Navalny’s associates have urged those unhappy with Mr. Putin or the war to protest by coming to the polls at noon on Sunday, a strategy endorsed by Navalny shortly before his death. Team Navalny described it as a success, releasing pictures and videos of people crowding near polling stations in various cities across Russia around noon.

The 71-year-old Russian leader faces three token rivals from Kremlin-friendly parties who have refrained from any criticism of his 24-year rule or his full-scale invasion of Ukraine two years ago. Mr. Putin has boasted of Russian battlefield successes in the run-up to the vote, but a massive Ukrainian drone attack across Russia early on Sunday sent a reminder of challenges faced by Moscow.

The Russian Defence Ministry reported downing 35 Ukrainian drones overnight, including four near the Russian capital. Moscow Mayor Sergei Sobyanin said there were no casualties or damage.

Russia’s wartime economy has proven resilient, expanding despite bruising Western sanctions. The Russian defence industry has served as a key growth engine, working around the clock to churn out missiles, tanks and ammunition.

Voting is taking place at polling stations across the vast country’s 11 time zones, in illegally annexed regions of Ukraine, and online. More than 60% of eligible voters had cast ballots as of early Sunday.

Dmitry Sergienko, who cast his ballot in Moscow, said he voted for Mr. Putin: “I am happy with everything and want everything to continue as it is now.”

Olga Dymova, who also backed Mr. Putin, said, “I am sure that our country will only move forward towards success.”

Another Moscow voter, who identified himself only by his first name, Vadim, said he hopes for change, but added that “unfortunately, it’s unlikely.”

Navalny’s associates broadcast footage with comments by those who turned up at the polls at noon to protest against Mr. Putin, their faces blurred to protect their identities.

“The action has achieved its goals,” Ivan Zhdanov, the head of Navalny’s Anti-Corruption Foundation, said in a YouTube broadcast. “The action has shown that there is another Russia, there are people who stand against Putin.”

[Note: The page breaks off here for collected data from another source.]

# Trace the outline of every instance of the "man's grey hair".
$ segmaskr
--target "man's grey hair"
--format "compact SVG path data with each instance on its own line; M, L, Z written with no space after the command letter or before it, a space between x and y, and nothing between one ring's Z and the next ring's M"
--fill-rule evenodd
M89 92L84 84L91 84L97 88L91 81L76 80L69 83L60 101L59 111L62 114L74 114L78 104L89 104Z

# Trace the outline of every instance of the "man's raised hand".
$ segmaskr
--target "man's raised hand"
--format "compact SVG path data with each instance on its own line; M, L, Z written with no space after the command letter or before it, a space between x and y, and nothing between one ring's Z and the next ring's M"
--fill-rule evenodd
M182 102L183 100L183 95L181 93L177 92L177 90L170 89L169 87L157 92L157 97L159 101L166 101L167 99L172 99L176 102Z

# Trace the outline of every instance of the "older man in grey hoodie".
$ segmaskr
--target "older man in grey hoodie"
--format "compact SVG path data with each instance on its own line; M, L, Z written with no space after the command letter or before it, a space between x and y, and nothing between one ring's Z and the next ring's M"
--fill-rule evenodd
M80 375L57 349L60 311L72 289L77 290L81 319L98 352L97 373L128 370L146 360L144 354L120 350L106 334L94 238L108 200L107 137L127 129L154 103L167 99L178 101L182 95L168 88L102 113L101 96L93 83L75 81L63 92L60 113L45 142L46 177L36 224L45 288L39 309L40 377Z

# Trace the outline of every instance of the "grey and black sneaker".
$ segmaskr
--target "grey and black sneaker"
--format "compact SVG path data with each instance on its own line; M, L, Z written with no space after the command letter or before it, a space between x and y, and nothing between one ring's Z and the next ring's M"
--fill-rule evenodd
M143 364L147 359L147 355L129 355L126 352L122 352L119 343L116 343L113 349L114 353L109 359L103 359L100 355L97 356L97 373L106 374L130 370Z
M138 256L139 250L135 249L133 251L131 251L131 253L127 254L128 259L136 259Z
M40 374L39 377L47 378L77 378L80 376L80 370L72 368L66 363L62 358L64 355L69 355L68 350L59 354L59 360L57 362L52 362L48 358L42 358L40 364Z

It wasn’t possible to confirm if the voters shown lining up at polling stations in videos and photos released by Navalny’s associates and some Russian media had responded to the protest call, or merely reflected strong turnout.

Despite tight controls, several dozen cases of vandalism at polling stations were reported.

A woman was arrested in St. Petersburg after she threw a firebomb at a polling station entrance, and several others were detained across the country for throwing green antiseptic or ink into ballot boxes.

Dmitry Medvedev, a deputy head of the Russian Security Council chaired by Mr. Putin, called for toughening the punishment for those who vandalise polling stations, arguing they should face treason charges for attempting to derail the vote amid the fighting in Ukraine.

Some Russian media also posted images of spoiled ballots posted by voters.

Ahead of the election, Mr. Putin cast his war in Ukraine, now in its third year, as a life-or-death battle against the West seeking to break up Russia.

Russian troops have recently made slow advances relying on their edge in firepower, while Ukraine has fought back by intensifying cross-border attacks and launching drone strikes deep inside Russia.

The Ukrainian shelling of the city of Belgorod near the border killed a 16-year-old girl on Sunday and injured her father, according to the local governor, who also reported two deaths from Ukrainian attacks the previous day.

Putin described the attacks as an attempt by Ukraine to frighten residents and derail Russia’s presidential election, saying they “won’t be left unpunished.”

Western leaders have derided the election as a travesty of democracy.

Beyond the lack of options for voters, the possibilities for independent monitoring are very limited. No significant international observers were present. Only registered, Kremlin-approved candidates, or state-backed advisory bodies, can assign observers to polling stations, decreasing the likelihood of independent watchdogs.